The work I've done through my personal networks and connections has been hard for me. I've made it hard. I've questioned whether the value I can provide is worth their resources. I've been insecure about inviting people to hire me to speak and coach them. I've wondered if I am really worth my clients' commitment and trust. I've struggled with being out of my main domain (the church world) and doing my work somewhat independent from it. I've doubted my ability as an entrepreneur. I've found myself shrinking back just a bit when I negotiate a contract fee or request a higher honorarium. I've hustled and sweat to the point of exhaustion because of how I've made this hard.
And yet...for the past 2.5 years I have done it. And done it successfully. It's provided for my family in pretty remarkable ways. It's given me opportunities to speak, coach, travel, endorse, support, and work with unbelievable people all over the world. I have seen leaders blast through mental barriers, break lies that plague their thinking, significantly grow their ministries through disciplined attention, and find joy in their present again. I have worked in my PJs in my home office, spoken to thousands on big stages, made hundreds of coaching calls, traveled tens of thousands of miles flying coast-to-coast and once internationally. The past couple years have been some of the most difficult, lonely, life-giving, faith-building, and stretching years of work I've ever had. It's left me breathless and humbled. And it's left me wondering if I should continue this path or explore another way.
This post by Michael Hyatt was so validating and helpful for me to get over myself and grow in my courage to charge a fair cost for what I do. The work I do now is meaningful, and it is my work.
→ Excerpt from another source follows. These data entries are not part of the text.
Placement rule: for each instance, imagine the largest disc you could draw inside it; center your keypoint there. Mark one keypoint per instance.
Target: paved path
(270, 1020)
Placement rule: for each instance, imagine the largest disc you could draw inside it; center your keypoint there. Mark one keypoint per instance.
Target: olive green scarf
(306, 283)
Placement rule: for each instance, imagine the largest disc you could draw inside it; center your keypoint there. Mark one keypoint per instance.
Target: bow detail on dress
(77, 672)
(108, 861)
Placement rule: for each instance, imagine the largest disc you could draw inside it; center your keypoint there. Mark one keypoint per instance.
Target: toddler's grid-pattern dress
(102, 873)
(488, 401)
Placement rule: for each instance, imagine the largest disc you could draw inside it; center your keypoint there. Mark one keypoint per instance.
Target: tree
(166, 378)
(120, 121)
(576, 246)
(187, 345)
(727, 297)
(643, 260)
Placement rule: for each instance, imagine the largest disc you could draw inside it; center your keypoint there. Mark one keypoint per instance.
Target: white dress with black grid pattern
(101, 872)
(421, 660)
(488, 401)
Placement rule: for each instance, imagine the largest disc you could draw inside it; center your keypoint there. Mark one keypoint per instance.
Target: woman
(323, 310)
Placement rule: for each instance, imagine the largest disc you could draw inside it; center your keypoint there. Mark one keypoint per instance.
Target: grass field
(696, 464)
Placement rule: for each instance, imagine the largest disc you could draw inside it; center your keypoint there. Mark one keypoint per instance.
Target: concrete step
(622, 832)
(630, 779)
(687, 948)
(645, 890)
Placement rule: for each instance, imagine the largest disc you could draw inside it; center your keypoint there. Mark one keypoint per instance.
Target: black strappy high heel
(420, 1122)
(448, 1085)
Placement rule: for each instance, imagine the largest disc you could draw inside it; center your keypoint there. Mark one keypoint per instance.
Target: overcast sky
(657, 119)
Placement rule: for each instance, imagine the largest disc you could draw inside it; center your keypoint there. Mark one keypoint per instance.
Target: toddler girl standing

It's how I continue to provide for my family today and into the future. It's how I value myself and the nearly 20 years of leadership and ministry that's lead me to this point. It's how I'm deliberating making choices to steward my gifts and add the most value to the world around me.
The truth is...I'm good at what I do.
I'm an excellent coach, a dynamic speaker, a passionate developer, a creative thinker, and a quality author. And so, I am continuing on in this work. And I will straighten my shoulders, hustle less, honor more, lift my head and eyes up to the One who's gifted me and called me to uniquely contribute to the Kingdom in this year.
On that note, I'd love to talk with you about how I can speak for an upcoming retreat or training. And I'd love to consider with you how coaching may be exactly what you need next.
Maybe you need to hear these words today, too. Maybe my story and Michael Hyatt's words will trigger something for you so you can take it to the next level and stop hiding behind the hard and excuses. Value your work. You are worth it.